分类: Mysql/postgreSQL
2009-08-05 21:32:37
mysql> create table services (sub_id int, service_name varchar (30), service_parm int, primary key (sub_id, service_name))-------------------------------------------------------------
engine = ndb partition by key (sub_id);
By default, Cluster will partition based on primary key
When adding rows to a table that’s using MySQL Cluster as the storage engine, each row is assigned to a partition where that partition is mastered by a particular data node in the Cluster. The best performance comes when all of the data required to satisfy a transaction is held within a single partition so that it can be satisfied within a single data node rather than being bounced back and forth between multiple nodes where extra latency will be introduced.
By default, Cluster partions the data by hashing the primary key. This is not always optimal.
For example, if we have 2 tables, the first using a single-column primary key (sub_id) and the second using a composite key (sub_id, service_name)…
mysql> describe names;
+--------+-------------+------+-----+---------+-------+
| Field | Type | Null | Key | Default | Extra |
+--------+-------------+------+-----+---------+-------+
| sub_id | int(11) | NO | PRI | NULL | |
| name | varchar(30) | YES | | NULL | |
+--------+-------------+------+-----+---------+-------+
mysql> describe services;
+--------------+-------------+------+-----+---------+-------+
| Field | Type | Null | Key | Default | Extra |
+--------------+-------------+------+-----+---------+-------+
| sub_id | int(11) | NO | PRI | 0 | |
| service_name | varchar(30) | NO | PRI | | |
| service_parm | int(11) | YES | | NULL | |
+--------------+-------------+------+-----+---------+-------+
If we then add data to these (initially empty) tables, we can then use the ‘explain’ command to see which partitions (and hence phyical hosts) are used to store the data for this single subscriber…
mysql> insert into names values (1,'Billy');
mysql> insert into services values (1,'VoIP',20),(1,'Video',654),(1,'IM',878),(1,'ssh',666);
mysql> explain partitions select * from names where sub_id=1;
+----+-------------+-------+------------+-------+---------------+---------+---------+-------+------+-------+
| id | select_type | table | partitions | type | possible_keys | key | key_len | ref | rows | Extra |
+----+-------------+-------+------------+-------+---------------+---------+---------+-------+------+-------+
| 1 | SIMPLE | names | p3 | const | PRIMARY | PRIMARY | 4 | const | 1 | |
+----+-------------+-------+------------+-------+---------------+---------+---------+-------+------+-------+
mysql> explain partitions select * from services where sub_id=1;
+----+-------------+----------+-------------+------+---------------+---------+---------+-------+------+-------+
| id | select_type | table | partitions | type | possible_keys | key | key_len | ref | rows | Extra |
+----+-------------+----------+-------------+------+---------------+---------+---------+-------+------+-------+
| 1 | SIMPLE | services | p0,p1,p2,p3 | ref | PRIMARY | PRIMARY | 4 | const | 10 | |
+----+-------------+----------+-------------+------+---------------+---------+---------+-------+------+-------+
The service records for the same subscriber (sub_id = 1) are split accross 4 diffent partitions (p0, p1, p2 & p3).

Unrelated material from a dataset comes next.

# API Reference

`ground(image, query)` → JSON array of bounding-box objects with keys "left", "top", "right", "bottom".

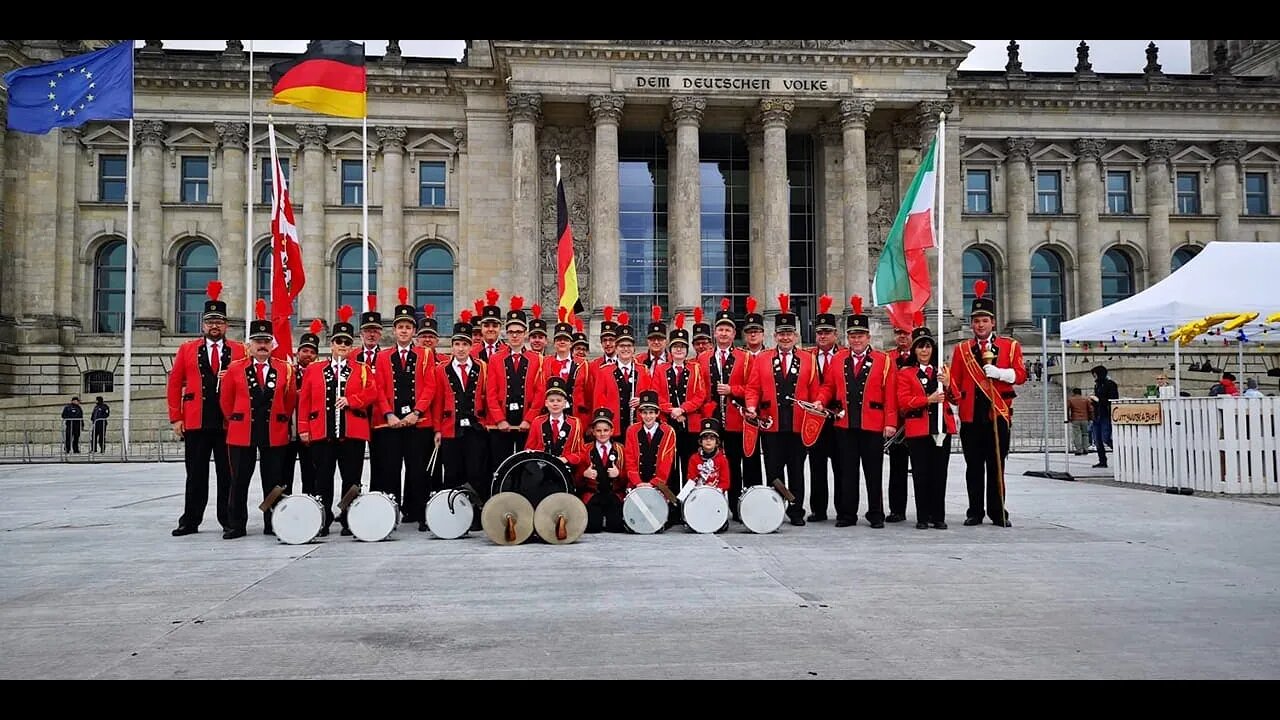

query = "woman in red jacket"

This means that the query results in messages being passed backwards and forwards between the 4 different data nodes which cnsumes extra CPU time and incurs extra latency.
We can override the default behaviour by telling Cluster which fields should be fed into the hash algorithm. For our example, it’s reasonable to expect a transaction to access multiple records for the same subscriber (identified by their sub_id) and so the application will perform best if all of the rows for that sub_id are held in the same partition…
mysql> drop table services;
mysql> create table services (sub_id int, service_name varchar (30), service_parm int, primary key (sub_id, service_name)) engine = ndb
-> partition by key (sub_id);
mysql> insert into services values (1,'VoIP',20),(1,'Video',654),(1,'IM',878),(1,'ssh',666);
mysql> explain partitions select * from services where sub_id=1;
+----+-------------+----------+------------+------+---------------+---------+---------+-------+------+-------+
| id | select_type | table | partitions | type | possible_keys | key | key_len | ref | rows | Extra |
+----+-------------+----------+------------+------+---------------+---------+---------+-------+------+-------+
| 1 | SIMPLE | services | p3 | ref | PRIMARY | PRIMARY | 4 | const | 10 | |
+----+-------------+----------+------------+------+---------------+---------+---------+-------+------+-------+
Now all of the rows for sub_id=1 from the services table are now held within a single partition (p3) which is the same as that holding the row for the same sub_id in the names table. Note that it wasn’t necessary to drop, recreate and re-provision the services table, the following command would have had the same effect:
mysql> alter table services partition by key (sub_id);